Lo único que todavía parece imposible para Walter Ospino es anudarse su pelo largo y negrísimo en la trenza que le cuelga a la espalda. Así que para eso le sigue pidiendo ayuda a una compañera de su resguardo indígena, el Triunfo Cristal Páez, que en las montañas de Florida se eleva hasta donde la tierra toca el cielo en ese borde del Valle del Cauca, el Páramo de Las Tinajas.
Es su lugar favorito en el mundo, dice con una voz de naturaleza serena que va contando los brotes de agua que en la cima de aquellos picos, y en forma de lagos, se extienden en medio de frailejones que crecen bajo la bruma.
Aunque no es solo por el paisaje, sino porque allá fue donde pudo entender el sentido de la vida: un sube y baja donde lo que menos cuentan son las posesiones. Una ruta que empieza todos los días. Un viaje.
Era 1977 cuando Walter nació en el resguardo sin su brazo derecho. Cuando cumplió los 2 años perdió a su mamá, que falleció dando a luz a la tercera de sus hermanas. A los 5, perdió a su papá, que no pudo aguantar la viudez y una mañana se tomó a sorbos la muerte en un tarro de veneno. Pero aún después de todo eso, al recordarse niño casi siempre se recuerda completo y feliz, creciendo con la familia adoptiva que lo acogió, arriando vacas, jugando fútbol, corriendo hasta el jadeo sonriente por entre llanuras de hierba sin fin.
Las barreras, está convencido ahora a los 40 años, son puras invenciones del desconocimiento. Cuando bajó al pueblo para cursar primaria y bachillerato, escuchó muchas veces la sentencia de otros chicos que lo despreciaron con diminutivos y descalificaciones de todos los tamaños: alguien cómo él nunca podría con nada, le decían, repitiendo en cada insulto otro capítulo de la vieja historia del juicio que condena las diferencias desde la discriminación. Pero la vida, que es un sube y baja, le había destinado incluso desde su segundo apellido adoptivo la grandeza; entonces Walter Ospino Montaño se dedicó a escalar todos los obstáculos que se le atravesaran, empezando por el bullying.
Graduado como bachiller, luego vinieron todos los rechazos en sus intentos por encontrar empleo. Entonces se abrió paso consiguiéndose un triciclo con el que se puso a repartir remesas alrededor de la galería. Luego trabajó a jornal en una finca. Luego se fue a vivir a Cali, donde aprendió a manejar carro con un tío que le encargó una ruta de campero en La Vorágine. Luego fue pregonero de una buseta Montebello. Luego actor de teatro. Y a los 30 años cumplidos, cuando había regresado al resguardo con la idea de criar ganado, se convirtió en sobreviviente de una mina antipersona que estalló a su lado el 26 de marzo del 2007, cuando llevaba a cabestro a La Caponera, una yegua colorada que pisó el artefacto y quedó reventada encima suyo por la explosión.
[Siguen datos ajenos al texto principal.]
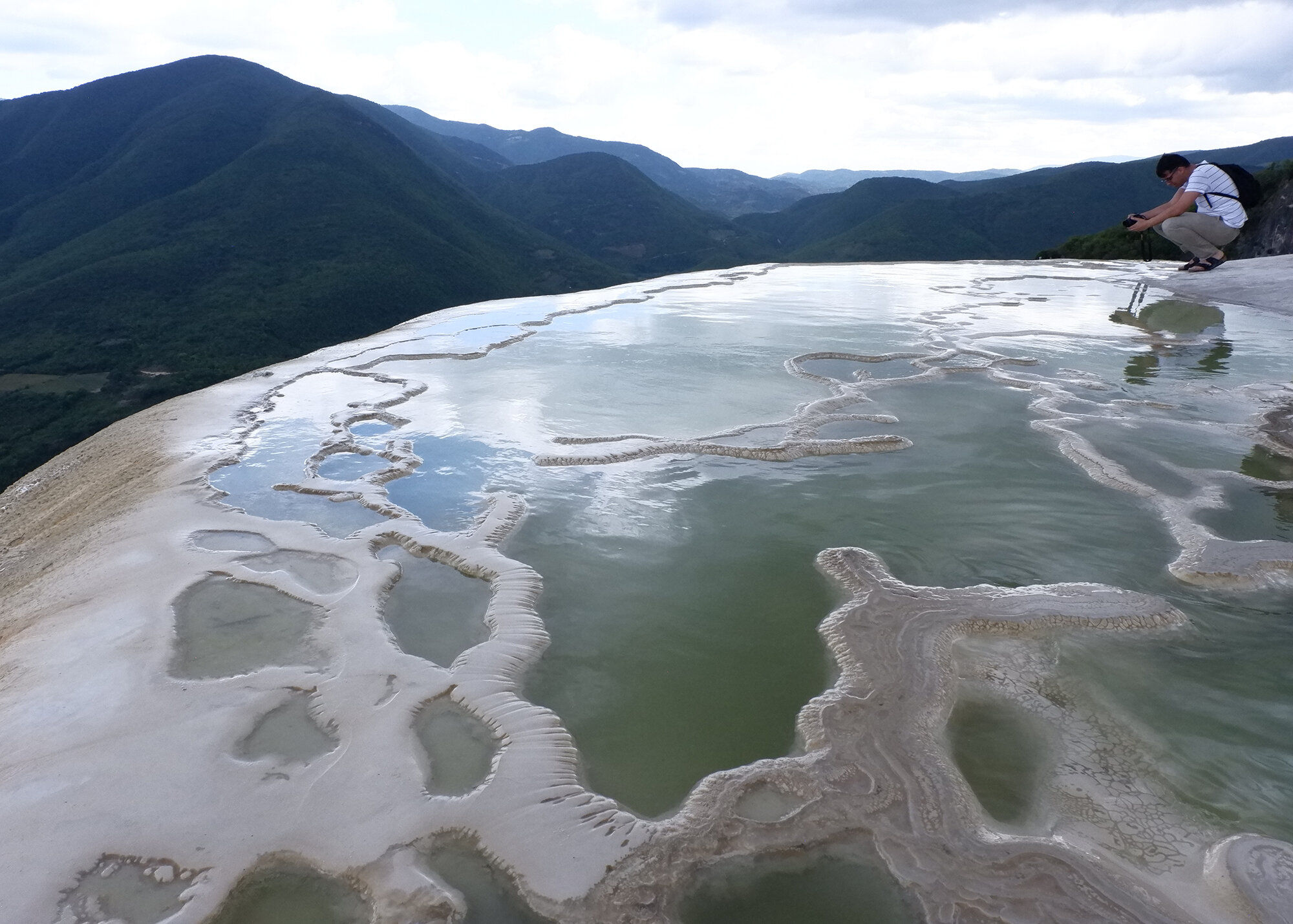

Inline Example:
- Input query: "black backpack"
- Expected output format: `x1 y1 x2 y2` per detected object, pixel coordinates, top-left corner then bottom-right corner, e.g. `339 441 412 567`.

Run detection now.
1206 163 1262 208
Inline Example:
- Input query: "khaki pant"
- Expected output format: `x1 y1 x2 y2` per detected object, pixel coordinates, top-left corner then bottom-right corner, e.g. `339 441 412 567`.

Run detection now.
1155 212 1239 260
La mina estaba sembrada a un costado de la vía que conduce al Alto de la Plancha, cuenta Walter, hablando de los años que esos paisajes también permanecieron compuestos por los absurdos de la guerra. Lo que es una paradoja del grande de una montaña, al ser ese accidente donde terminó encontrando su más poderosa razón de vivir: superados los días del dolor que le causaron las esquirlas, el hombre se consiguió una bicicleta para desafiar otra vez los vaticinios de la gente que solo le auguraban nueva caídas.
Y hermosamente terco, pedaleando de arriba para abajo, fue como se le plantó al miedo. Fue así cómo pudo llegar a las citas para emprender un proceso sicológico que le ayudo a curar los demás dolores, y decidirse a estudiar una licenciatura en Etnoeducación a distancia.
Desde hace un año, vinculado al programa de Escuelas Culturales para la Paz de la Gobernación del Valle, se dedica a llevar una cátedra de valores a los niños de las veredas de Florida. Su trabajo consiste en recordarles a través de la pintura y diferentes expresiones artísticas, su identidad, y la importancia del respeto por el otro. También que la vida es un viaje que comienza a diario.
Para llegar a su clases, Walter recorre unos 14 kilómetros en bicicleta cada jornada. Y es feliz siempre, dice sonriendo. Hace un par de semanas, la Gobernación lo dotó con una nueva bicicleta todoterreno, azul y grandota, para facilitarle los recorridos. Pero él todavía no la estrena. La está adaptando a su tamaño, dice. Será cosa de días, seguramente. Así como muy pronto, estará anudándole, él solo, su pelo largo y negrísimo en una trenza.